Я закрываю дверь и с хрипом падаю на пол. Вскоре порывисто вскакиваю и бегу искать лоток для льда. Разом принимаю вечернюю порцию таблеток. Чувство вины ужасно, оно не дает мне покоя. А еще я слышу стук — тук-тук-тук… Стук похож на дурное воспоминание, мне делается тошно: мир не хочет меня принять?.. Тук-тук-тук… Господи, позвольте мне закончить эту главу, но стук не прекращается, не исключено, кто-то стучит ко мне.


XXVII(i).Прошла неделя, не меньше, с тех пор как я в последний раз что-то написал.

А может, десять дней?

Все начинается с головной боли. Я просыпаюсь, как от толчка, как будто у меня за окном разверзается земля, как будто меня будит ужасный рев. И вдруг чувствую такую острую головную боль, что целый день не встаю с постели. Не забыть: таблетки — важная часть распорядка. Таблетки нужны, чтобы унять боль. Чем больше таблеток, тем меньше боли.

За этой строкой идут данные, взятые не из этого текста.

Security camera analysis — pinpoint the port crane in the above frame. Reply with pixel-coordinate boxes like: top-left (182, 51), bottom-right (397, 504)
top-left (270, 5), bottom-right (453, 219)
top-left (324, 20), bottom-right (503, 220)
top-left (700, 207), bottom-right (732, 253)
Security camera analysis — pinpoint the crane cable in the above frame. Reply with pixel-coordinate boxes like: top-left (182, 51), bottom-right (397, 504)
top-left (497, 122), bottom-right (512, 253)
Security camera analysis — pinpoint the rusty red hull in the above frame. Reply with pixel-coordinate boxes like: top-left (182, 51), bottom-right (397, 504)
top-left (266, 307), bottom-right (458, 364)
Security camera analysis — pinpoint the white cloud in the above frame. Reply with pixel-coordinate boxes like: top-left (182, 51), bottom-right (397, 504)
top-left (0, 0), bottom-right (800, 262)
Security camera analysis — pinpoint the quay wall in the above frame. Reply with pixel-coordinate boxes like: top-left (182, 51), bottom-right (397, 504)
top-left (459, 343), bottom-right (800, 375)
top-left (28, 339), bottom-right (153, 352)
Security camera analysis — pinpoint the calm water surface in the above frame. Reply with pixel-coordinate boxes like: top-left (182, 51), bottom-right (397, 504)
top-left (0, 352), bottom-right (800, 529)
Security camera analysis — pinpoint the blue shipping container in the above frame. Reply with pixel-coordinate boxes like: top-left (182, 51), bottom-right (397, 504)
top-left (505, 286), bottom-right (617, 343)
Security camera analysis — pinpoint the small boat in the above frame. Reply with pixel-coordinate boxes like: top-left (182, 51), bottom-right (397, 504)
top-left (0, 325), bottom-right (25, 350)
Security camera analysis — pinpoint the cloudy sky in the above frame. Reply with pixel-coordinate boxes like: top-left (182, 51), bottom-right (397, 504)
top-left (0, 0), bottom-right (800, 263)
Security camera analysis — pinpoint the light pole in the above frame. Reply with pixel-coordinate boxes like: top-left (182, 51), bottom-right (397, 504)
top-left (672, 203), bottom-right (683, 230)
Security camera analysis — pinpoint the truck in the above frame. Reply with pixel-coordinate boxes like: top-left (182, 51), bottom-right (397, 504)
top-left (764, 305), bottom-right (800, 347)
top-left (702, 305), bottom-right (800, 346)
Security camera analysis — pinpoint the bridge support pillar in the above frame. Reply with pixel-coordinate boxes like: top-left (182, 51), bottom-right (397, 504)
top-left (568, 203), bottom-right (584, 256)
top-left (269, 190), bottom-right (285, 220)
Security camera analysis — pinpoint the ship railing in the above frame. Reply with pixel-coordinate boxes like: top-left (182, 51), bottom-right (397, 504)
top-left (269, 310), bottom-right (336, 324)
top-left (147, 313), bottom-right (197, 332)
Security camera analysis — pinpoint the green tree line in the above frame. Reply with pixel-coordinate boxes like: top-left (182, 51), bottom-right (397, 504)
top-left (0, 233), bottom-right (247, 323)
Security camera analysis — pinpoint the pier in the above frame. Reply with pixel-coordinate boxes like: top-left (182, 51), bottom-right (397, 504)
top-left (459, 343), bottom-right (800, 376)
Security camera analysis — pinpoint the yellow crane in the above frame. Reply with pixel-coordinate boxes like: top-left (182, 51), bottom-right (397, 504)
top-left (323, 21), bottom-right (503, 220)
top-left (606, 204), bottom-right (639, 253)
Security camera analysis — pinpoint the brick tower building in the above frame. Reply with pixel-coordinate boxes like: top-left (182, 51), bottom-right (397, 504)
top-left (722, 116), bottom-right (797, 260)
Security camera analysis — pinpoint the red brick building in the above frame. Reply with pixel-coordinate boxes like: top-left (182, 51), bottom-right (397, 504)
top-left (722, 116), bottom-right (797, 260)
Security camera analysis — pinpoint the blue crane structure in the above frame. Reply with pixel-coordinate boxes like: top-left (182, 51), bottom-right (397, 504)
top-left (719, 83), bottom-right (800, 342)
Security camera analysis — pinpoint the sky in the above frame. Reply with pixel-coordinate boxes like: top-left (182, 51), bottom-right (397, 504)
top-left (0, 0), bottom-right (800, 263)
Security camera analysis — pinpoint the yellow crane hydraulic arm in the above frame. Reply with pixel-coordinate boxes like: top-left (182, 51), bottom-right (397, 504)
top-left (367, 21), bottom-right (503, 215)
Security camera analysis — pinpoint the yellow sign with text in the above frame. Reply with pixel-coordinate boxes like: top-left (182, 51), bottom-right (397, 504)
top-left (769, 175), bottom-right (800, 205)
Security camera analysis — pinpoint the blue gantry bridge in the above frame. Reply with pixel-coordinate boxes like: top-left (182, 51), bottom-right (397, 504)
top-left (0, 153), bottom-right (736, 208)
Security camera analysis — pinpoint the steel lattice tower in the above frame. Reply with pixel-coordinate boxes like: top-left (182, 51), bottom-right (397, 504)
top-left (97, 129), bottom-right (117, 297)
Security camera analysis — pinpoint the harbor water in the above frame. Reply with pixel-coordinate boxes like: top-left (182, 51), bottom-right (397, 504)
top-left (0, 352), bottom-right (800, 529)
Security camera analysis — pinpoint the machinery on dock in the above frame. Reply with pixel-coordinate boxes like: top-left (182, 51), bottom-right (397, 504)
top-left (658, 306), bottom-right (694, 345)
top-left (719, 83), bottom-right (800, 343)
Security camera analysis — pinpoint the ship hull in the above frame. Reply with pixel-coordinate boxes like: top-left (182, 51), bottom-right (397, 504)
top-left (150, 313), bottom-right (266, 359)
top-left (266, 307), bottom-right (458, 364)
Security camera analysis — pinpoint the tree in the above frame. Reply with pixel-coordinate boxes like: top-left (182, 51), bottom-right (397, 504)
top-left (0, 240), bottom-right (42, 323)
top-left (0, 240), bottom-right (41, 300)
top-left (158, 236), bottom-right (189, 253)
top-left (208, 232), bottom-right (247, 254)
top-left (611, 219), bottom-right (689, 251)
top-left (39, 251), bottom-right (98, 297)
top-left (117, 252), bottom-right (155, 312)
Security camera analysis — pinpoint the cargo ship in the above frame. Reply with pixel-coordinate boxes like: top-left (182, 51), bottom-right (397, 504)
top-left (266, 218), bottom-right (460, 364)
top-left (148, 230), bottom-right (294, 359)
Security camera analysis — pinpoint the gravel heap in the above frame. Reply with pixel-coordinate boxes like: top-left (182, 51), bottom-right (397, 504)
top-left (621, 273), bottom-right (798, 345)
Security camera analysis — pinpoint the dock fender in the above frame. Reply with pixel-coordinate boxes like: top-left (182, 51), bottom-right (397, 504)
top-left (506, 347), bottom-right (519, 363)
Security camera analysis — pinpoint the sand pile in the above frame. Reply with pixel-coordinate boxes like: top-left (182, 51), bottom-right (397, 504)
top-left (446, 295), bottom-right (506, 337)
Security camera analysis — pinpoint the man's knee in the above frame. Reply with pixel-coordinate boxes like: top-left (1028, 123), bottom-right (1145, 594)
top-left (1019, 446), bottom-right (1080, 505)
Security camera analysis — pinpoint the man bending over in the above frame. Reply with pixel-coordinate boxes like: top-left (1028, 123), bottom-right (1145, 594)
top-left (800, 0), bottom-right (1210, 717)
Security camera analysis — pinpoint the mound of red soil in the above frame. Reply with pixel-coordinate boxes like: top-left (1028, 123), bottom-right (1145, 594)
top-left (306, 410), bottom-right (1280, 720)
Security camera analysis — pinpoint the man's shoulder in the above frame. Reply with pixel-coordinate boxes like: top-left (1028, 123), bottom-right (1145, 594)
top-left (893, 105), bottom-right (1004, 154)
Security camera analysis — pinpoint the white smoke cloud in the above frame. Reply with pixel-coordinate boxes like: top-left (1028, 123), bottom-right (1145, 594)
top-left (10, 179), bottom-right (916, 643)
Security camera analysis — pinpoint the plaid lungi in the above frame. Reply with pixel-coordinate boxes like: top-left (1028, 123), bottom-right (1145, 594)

Я лежу, пытаюсь вспомнить странный сон. Неужели сон разбудил меня? Я видел не нас шестерых. На сей раз я был с женщиной в каком-то людном месте. Я много и бессвязно говорил, но о чем? Кто — Эмилия или Дэ? Во сне мне казалось, я вижу то одну, то другую, и как будто это не сон. Я в каком-то трансе подходил к стойке, рассказывал об Игре и пил виски, стопку за стопкой. Я словно вижу перед глазами картинку, голограмму, расплывающуюся по краям, и вместе с тем она настоящая. Я могу протянуть руку и потрогать свои воспоминания. Меня тошнит, я лежу в постели не шевелясь, как после тяжкого похмелья. Бывает ли похмелье, если пьешь во сне? И может ли сон причинять такую сильную головную боль?

Даже на следующий день голова не проходит. Боль поутихла, но не прошла совсем, я не могу писать. А вдруг головная боль — симптом моего писательского ступора? Или она — его причина? А может, мое растительное состояние вызвано боязнью дописать рассказ до конца?

Я могу отложить неизбежное, отложить падение. История задумчиво топчется в том месте, где мы собрались в Лондон на день рождения Марка. Что нового способна поведать такая глава? Мы замечательно проводили время, и все были счастливы. Мы наслаждались своей юностью и близостью друзей, которых считали самыми лучшими людьми на свете.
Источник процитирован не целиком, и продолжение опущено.